SOME OF FARMER’S BEST CAREER STORIES
Farmer has an uncanny memory. Here are some of his favorite stories of his career:
— “I won my first NASCAR championship, the Modified Championship, in 1956. And you know who stood up at the banquet with me at Daytona and won the Sportsman Championship that same year was Ralph Earnhardt (father of Dale and grandfather of Dale Jr.). And then, back in 1990, I had a match race with Dale Earnhardt. That was the year he won the Winston 500, the IROC race and the sportsman race (all on the same weekend at Talladega Superspeedway). And the only race he lost was Friday night in a match race against me at the dirt track.”
— “I won the NASCAR Late Model Sportsman championship in 1969, 1970 and 1971. I said that was enough for me, four national championships was quite an accomplishment, which I never had an idea I’d ever do. I told Jack Ingram, ‘You take over from here,’ and he won the next three (championships in 1972-74).”
— “I was basically a short-track driver. I didn’t follow NASCAR’s Grand National much like Bobby and Donnie did.
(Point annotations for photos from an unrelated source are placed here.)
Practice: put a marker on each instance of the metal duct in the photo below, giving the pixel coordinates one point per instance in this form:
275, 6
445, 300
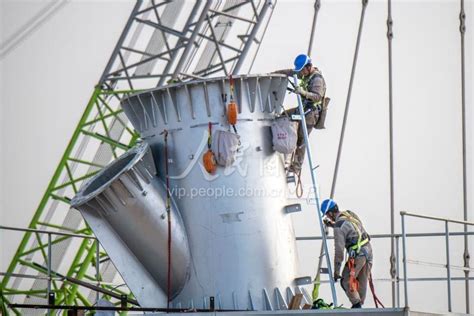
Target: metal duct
240, 236
124, 204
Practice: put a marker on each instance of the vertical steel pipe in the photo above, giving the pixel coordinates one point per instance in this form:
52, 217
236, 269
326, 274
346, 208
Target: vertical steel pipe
317, 6
251, 37
448, 267
393, 268
175, 54
404, 249
466, 256
398, 269
191, 40
120, 42
316, 194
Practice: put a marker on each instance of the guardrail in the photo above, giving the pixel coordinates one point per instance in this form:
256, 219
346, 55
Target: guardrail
448, 265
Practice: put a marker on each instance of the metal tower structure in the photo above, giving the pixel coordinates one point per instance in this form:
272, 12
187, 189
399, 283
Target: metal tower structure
155, 48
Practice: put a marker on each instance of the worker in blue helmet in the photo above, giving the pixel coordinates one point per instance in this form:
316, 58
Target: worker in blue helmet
349, 234
312, 89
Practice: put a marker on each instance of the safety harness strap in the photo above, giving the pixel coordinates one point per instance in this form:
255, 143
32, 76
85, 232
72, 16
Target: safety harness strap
355, 223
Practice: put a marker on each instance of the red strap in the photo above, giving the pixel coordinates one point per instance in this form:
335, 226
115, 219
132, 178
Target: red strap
372, 289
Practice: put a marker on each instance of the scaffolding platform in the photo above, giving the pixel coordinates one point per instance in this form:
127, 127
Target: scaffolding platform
351, 312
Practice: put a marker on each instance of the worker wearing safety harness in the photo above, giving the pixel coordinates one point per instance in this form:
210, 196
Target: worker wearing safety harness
349, 233
312, 90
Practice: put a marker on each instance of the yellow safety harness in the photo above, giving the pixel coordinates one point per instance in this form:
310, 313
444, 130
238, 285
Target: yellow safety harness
346, 215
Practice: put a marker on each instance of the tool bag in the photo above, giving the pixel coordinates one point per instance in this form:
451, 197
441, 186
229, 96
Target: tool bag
322, 114
284, 135
225, 145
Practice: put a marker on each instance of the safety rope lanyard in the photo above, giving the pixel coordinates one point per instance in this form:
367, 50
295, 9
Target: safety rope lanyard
209, 137
353, 282
231, 87
168, 213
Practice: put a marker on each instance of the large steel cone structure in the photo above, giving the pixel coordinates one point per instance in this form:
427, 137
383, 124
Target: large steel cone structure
232, 232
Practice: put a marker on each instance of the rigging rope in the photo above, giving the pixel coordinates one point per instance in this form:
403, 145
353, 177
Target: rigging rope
393, 269
348, 100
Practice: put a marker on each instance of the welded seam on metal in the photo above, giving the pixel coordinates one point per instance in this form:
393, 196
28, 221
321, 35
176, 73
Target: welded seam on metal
393, 268
317, 6
348, 100
466, 256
But I also won two ARCA 500s at Talladega in 1984 and 1988 and I won Daytona in 1971. So, I won on two of the biggest racetracks in the country, even though I was a short-track driver. I also ran fourth in the Talladega 500 (1972) in a (Grand National) car I built here in the backyard.”
— “One race I wanted to win bad was the Daytona (Late Model) race and I finally won the Permatex 300 in 1971. It was a very special race because my mother (Florence O’Neil) was there for the first race she’d ever been at Daytona. She didn’t travel that much or follow my racing, but she was there when I won and it was on her birthday, February 13, and she got to go to victory circle. I think that’s the biggest race I’ve ever won, to win it on my mother’s birthday.”
— “Everybody always asks me why I didn’t follow what Bobby and Donnie (Allison) did, but back in those days, if you didn’t have a factory sponsor or something like that, you were an also-ran. You’d be lucky to run in the top 15 if you were an independent. I didn’t have the big factory sponsorship, but I was not going to be a backburner, one of them start-and-park cars. I didn’t want to run 30th in a 35-car field and say I was a NASCAR Cup driver. I would rather go out on a short track and win a 30-lap feature and win the race rather than being a backburner. That’s why I didn’t do it. I went back to short track races and won all over the country. I’d rather go out and win at places like Huntsville, Montgomery, Birmingham and run on Friday and Saturday nights – and win races, too. That’s what I was there for, to win races. Second place was like kissing your sister, it don’t do nothing for you.”
— “I had a match race here a few years ago against Kasey Kahne. We were going to run three dashes, like five-lap races. Whoever won two of them was named the champion. I won the first one after I started on the pole, and he was on the outside pole. Then the next race, he won the pole, and I started on the outside pole, and I won that one, too. When I won the first two, we didn’t even run the third one.”